A force of Marines pushed into an eastern neighbourhood, clashing with guerrillas today. Gunmen carrying automatic weapons were seen in the streets.

Troops broke into houses in the neighbourhood, carrying out searches, and entered a mosque, witnesses said.

The confrontation with al-Sadr and the offensive against Fallujah appeared to be a tougher approach by US forces ahead of the hand over of the country to Iraqi rule.

The offensive against Fallujah, 30 miles west of Baghdad, targets Sunni Muslim insurgents who have been waging a campaign of violence against US forces and their allies for months.

The showdown with al-Sadr could increase tensions with Iraq’s Shi'ite majority, although most Shi'ites reject the 30-year-old al-Sadr as a renegade and look to older, more moderate clerics for leaderships.
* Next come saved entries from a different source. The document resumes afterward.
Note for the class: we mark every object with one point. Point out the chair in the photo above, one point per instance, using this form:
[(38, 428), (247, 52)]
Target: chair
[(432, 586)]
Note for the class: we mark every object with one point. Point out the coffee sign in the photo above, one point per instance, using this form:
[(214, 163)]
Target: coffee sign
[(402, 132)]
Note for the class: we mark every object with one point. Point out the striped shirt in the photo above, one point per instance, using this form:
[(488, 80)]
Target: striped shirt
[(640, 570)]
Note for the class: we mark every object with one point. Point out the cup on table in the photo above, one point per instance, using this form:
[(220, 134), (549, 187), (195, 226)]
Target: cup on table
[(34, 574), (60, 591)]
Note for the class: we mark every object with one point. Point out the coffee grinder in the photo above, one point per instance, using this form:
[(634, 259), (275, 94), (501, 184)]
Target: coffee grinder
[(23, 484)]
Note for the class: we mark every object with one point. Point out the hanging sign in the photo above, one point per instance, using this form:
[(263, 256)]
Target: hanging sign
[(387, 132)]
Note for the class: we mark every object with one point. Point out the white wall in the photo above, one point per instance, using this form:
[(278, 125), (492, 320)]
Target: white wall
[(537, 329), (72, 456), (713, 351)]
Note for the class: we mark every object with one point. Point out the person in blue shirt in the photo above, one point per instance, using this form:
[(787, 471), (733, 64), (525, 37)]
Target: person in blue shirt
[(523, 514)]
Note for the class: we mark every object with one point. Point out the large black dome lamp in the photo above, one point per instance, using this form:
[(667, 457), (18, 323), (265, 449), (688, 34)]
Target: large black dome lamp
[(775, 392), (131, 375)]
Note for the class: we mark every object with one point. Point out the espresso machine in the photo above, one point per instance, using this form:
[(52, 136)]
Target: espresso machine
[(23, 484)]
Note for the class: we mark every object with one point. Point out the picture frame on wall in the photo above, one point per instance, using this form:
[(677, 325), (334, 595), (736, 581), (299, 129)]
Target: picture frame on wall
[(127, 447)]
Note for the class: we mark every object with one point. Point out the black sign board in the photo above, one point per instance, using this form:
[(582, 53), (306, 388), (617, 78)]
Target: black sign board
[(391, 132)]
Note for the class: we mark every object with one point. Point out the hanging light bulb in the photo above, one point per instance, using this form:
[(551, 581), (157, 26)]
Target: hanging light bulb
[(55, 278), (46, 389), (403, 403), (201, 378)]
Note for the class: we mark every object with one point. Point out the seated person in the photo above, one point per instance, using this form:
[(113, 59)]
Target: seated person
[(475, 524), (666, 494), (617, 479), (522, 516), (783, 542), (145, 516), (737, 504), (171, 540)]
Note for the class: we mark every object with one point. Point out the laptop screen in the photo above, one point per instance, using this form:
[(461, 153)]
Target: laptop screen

US officials appear to be counting on Shi'ites not to rally around al-Sadr if they move against him.

The US revealed yesterday that it is seeking to arrest al-Sadr for the murder of Abdel-Majid al-Khoei, a rival Shiite cleric who was stabbed to death by a mob at a Shi'ite shrine in the Najaf a year ago.

Paul Bremer, the top civilian administrator in Iraq, conceded today not all was going smoothly as the coalition approached the June 30 hand over date.

“We have problems, there’s no hiding that. But basically Iraq is on track to realise the kind of Iraq that Iraqis want and Americans want, which is a democratic Iraq,” he said in Baghdad.

The deaths in the past two days brought to at least 614 the number of Americans killed in Iraq since the war began.

A senior officer in Washington said military commanders have begun studying how they might increase troops in Iraq should violence spread.

Defence Secretary Donald Rumsfeld promised today that American military commanders in Iraq will get additional troops if they request more soldiers to fight a growing Shi'ite uprising.

“They are the ones whose advice we follow on these things,” Rumsfeld said.

“They will decide what they need, and they will get what they need,” Rumsfeld said.

The US has about 135,000 US troops in Iraq.